Prof Ugur Sahin and his wife Dr Özlem Türeci, who are both medical doctors, call the search for a coronavirus vaccine a "humanity project"/Photo: BioNTech

BioNTech awarded German business prize 2021 for COVID-19 vaccine

BioNTech, founded by a German-Turkish researcher couple and which was one of the first companies to launch a coronavirus vaccine on the market, has been awarded the special prize of the German Founder’s Prize 2021.

“With the outbreak of the COVID-19 pandemic, the world changed for all of us. Together with their team, Dr Özlem Türeci and Professor Dr Uğur Şahin have done the world a great service by developing the first mRNA-based COVID-19 vaccine in just one year. In doing so, the co-founders of the Mainz-based company BioNTech made a significant contribution to containing the COVID-19 pandemic,” the organisers of the award said in a press statement.

“With their work, they showed in an impressive way what science and innovation can achieve and set a sign of hope in stormy times. For this, they and the team will be awarded the special prize of the German Founder’s Prize 2021.”

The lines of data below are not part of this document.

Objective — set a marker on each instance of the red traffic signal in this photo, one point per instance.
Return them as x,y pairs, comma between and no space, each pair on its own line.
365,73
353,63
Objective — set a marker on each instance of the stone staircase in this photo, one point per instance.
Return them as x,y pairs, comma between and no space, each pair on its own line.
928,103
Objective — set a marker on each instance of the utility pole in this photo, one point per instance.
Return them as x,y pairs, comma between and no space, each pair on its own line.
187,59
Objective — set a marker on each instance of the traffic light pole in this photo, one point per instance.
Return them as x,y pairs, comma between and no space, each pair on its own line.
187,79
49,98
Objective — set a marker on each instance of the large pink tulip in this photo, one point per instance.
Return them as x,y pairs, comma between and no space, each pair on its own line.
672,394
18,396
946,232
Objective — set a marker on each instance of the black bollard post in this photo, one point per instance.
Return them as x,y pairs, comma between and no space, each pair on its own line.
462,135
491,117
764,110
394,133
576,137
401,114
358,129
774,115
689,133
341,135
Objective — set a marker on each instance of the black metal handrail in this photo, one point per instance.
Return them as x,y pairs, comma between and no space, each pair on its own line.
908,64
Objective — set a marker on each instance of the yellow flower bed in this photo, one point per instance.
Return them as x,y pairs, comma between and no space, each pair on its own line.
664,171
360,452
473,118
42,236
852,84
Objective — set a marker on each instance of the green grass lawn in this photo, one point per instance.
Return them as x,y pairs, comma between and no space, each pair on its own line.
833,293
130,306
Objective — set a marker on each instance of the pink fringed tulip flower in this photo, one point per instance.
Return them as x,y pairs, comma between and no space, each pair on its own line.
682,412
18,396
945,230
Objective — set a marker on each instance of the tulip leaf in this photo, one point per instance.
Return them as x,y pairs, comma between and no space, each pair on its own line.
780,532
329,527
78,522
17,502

“What they achieved in less than a year, together with the US pharmaceutical company Pfizer, is now history: they created an effective and well-tolerated COVID-19 vaccine and made it available to people worldwide. The vaccine was the first mRNA-based vaccine ever approved for the market, marking the birth of a new class of drugs,” the press statement said.

The German Founder’s Prize is awarded annually to companies “that have successfully mastered special entrepreneurial challenges in an unusual way”.

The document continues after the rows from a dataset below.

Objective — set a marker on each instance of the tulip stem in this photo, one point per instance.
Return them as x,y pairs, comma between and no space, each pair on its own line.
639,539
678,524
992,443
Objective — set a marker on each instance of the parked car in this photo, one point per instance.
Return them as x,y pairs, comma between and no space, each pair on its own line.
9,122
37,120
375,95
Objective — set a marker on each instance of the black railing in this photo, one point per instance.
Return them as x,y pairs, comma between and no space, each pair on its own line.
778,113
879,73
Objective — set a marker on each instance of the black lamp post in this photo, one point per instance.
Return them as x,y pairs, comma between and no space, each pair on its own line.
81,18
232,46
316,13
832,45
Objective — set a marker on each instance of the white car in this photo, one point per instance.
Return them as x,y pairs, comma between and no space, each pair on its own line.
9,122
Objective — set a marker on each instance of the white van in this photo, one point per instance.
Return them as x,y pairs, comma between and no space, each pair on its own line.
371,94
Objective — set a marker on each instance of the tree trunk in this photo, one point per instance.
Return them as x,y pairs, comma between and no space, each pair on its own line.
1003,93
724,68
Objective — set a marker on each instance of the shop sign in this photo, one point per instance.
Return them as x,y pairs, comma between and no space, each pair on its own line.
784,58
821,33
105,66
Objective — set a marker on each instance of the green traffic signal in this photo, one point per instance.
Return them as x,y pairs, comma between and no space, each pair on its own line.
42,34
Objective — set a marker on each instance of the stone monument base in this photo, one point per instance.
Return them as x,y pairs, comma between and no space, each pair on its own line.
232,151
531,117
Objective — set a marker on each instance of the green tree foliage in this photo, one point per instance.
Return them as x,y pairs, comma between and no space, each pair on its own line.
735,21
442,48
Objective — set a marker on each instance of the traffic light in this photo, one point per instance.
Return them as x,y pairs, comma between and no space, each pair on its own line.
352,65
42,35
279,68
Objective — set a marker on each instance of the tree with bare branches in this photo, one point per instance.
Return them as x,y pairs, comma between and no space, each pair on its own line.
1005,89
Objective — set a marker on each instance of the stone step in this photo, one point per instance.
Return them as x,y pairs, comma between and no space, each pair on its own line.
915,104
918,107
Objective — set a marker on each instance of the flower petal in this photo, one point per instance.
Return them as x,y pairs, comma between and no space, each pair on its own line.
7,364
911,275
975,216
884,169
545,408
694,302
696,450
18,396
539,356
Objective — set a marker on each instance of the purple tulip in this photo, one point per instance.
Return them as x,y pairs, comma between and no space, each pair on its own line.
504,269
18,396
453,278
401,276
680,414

Ugur Sahin and his wife Özlem Türeci, who are both medical doctors, call the search for a coronavirus vaccine a “humanity project”. In the meantime, about 1.4 billion doses of the BioNTech vaccine have already been delivered to more than 100 countries.

The company is not resting on its oars yet as it wants to accelerate its research programme into other diseases. For example, the company wants to take on malaria which, according to the WHO, killed 400,000 people in 2019. BioNTech also wants to build up production capacities in Africa in particular and thus make an important contribution to better health care on the continent.